Anief – È passato un anno da quando la riforma della scuola è stata approvata con la Legge 107/2015: nei nostri istituti scolastici abbiamo vissuto dodici mesi di problemi, norme inapplicabili, proteste ad oltranza, bonus professionali e incentivi assegnati solo ad una parte del personale, lavoratori messi uno contro l’altro, organi collegiali operanti nell’incertezza e comitati di valutazione lasciati al loro destino. Il Miur che fa?

Anziché fare tesoro di queste storture, che hanno messo in seria difficoltà il servizio scolastico, per rivedere le tante decisioni scellerate, l’amministrazione produce un testo colmo di dati statistici fittizi e investimenti teorici prodotti – su edilizia scolastica, digitale, reclutamento, merito e via dicendo – di cui nelle scuole, a tutt’oggi, non si è avuto sentore.

“La verità – commenta Marcello Pacifico, presidente Anief e segretario confederale Cisal – è che coloro i quali vivono la scuola tutti i giorni, hanno trascorso un anno in perenne disagio. Basti pensare alle attività progettuali e a sostegno della didattica, visto che il Fondo d’Istituto, legato al cosiddetto Mof, a differenza di quanto sostiene il Miur, è rimasto dimezzato rispetto al 2011, con le scuole costrette a fare pressioni sui genitori per chiedere dei contributi che hanno poco a che vedere con il volontariato e con effetti negativi importanti per la conduzione anche ordinaria degli istituti”.

Anche la supplentite è stata tutt’altro che debellata: il numero di supplenze annuali riscontrate nel 2015/16 è lo stesso degli anni passati, circa 116mila, con l’aggravante che si continuano a tenere fuori dalle GaE e dalla stabilizzazione almeno 80mila precari abilitati pur in presenza di 150mila posti vacanti accertati. A questi docenti, supplenti di lungo corso, continua poi ad essere ingiustamente negata l’anzianità di servizio, malgrado sempre più giudici la pensino diversamente.
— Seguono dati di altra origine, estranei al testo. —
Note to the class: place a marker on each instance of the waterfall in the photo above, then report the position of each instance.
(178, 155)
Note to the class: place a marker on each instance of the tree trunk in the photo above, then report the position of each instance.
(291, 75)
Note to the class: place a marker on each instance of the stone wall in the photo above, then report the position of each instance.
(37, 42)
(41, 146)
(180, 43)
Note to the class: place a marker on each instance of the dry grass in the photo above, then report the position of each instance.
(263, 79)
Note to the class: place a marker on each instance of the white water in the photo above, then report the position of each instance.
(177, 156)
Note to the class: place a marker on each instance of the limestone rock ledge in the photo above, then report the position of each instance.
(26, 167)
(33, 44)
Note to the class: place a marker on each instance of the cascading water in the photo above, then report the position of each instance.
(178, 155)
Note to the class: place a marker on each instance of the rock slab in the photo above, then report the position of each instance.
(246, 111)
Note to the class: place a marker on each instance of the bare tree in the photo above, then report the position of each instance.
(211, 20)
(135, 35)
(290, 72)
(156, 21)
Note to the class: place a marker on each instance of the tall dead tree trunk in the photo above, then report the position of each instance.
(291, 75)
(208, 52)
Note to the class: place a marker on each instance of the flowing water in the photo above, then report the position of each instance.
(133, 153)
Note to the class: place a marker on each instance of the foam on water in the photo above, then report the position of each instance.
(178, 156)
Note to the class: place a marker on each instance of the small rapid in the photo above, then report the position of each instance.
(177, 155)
Per non parlare dei tanti laureati rimasti esclusi dal concorso a cattedra, pur avendo tarato la loro preparazione accademica proprio per questo obiettivo, e dei diplomati magistrale, ancora inopinatamente estromessi da qualsiasi opportunità di stabilizzazione tramite le graduatorie ad esaurimento.

“In questi mesi abbiamo girato tantissime scuole – dice ancora Pacifico – riscontrando discriminazioni su più fronti: nell’assegnazione del bonus da 500 euro, per le nomine tra personale docente e Ata, da GaE e graduatoria d’Istituto. Come enormi sono gli interrogativi che i lavoratori continuano a porsi sull’organico potenziato impazzito, sulle tante deleghe ancora in alto mare, sui posti su sostegno bloccati, su migliaia di scuole senza dirigenti e Dsga, sui tanti precari discriminati e mortificati, sull’avvio della chiamata diretta, anche dopo l’accordo con i sindacati che a breve dovrebbe portare ad una sequenza contrattuale tutt’altro che risolutoria. Ecco perché sono state raccolte tante firme per il referendum: per noi è tutto da rifare”.
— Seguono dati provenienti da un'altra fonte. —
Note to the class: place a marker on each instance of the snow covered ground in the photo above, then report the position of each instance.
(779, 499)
Anief, in risposta al Miur, ha quindi predisposto un decalogo sui dodici mesi trascorsi a seguito dell’approvazione della Legge 107/15. Come si evincerà, limiti insormontabili e necessità d’intervento, costituiscono le caratteristiche comuni ai tanti settori che ha toccato l’ultima nefasta riforma della scuola pubblica italiana.

Personale scolastico e mancate assunzioni

È un vero caos quello che si è venuto a determinare sulle assunzioni, con forti discriminazioni attuate tra personale docente e Ata, Graduatorie ad esaurimento e d’Istituto, organico potenziato impazzito, deleghe in alto mare, posti su sostegno bloccati pur in presenza di 40mila posti liberi, scuole senza dirigenti e Dsga, precari discriminati e mortificati. Ci sono ancora 80mila precari chiamati da graduatorie d’istituto, a cui il Miur non vuole dare prospettive di stabilizzazione, pur essendo indispensabili per l’ordinario funzionamento, oltre ai 30-40mila Ata da assumere. Non a caso, continuano i ricorsi per combattere queste ingiustizie, anche per l’estensione del contratto dal 30 giugno al 31 agosto. Inoltre, l’accordo sulla chiamata diretta, di origine aziendale, da settembre porterà la scuola a trasformarsi in azienda, con tutti i docenti privati di titolarità e sottoposti al rischio perenne di uscire dalle classi per realizzare progetti.

Alternanza scuola-lavoro

Ancora oggi non c’è traccia, nemmeno di una bozza, del decreto sui diritti-doveri degli studenti lavoratori e sull'aggiornamento degli albi presso le Camere da Commercio. Sul documento base per le esperienze formative in azienda degli studenti del triennio finale degli istituti superiori, come previsto dall'articolo 1 comma 37 della legge n. 107/2015, si è espresso poche settimane fa anche il CNPI, che ha indicato al Governo una lunga serie di modifiche da apportare. Aver portato a termine, ad oggi, appena 50 accordi e 56 protocolli d'intesa rappresenta un sassolino in uno stagno.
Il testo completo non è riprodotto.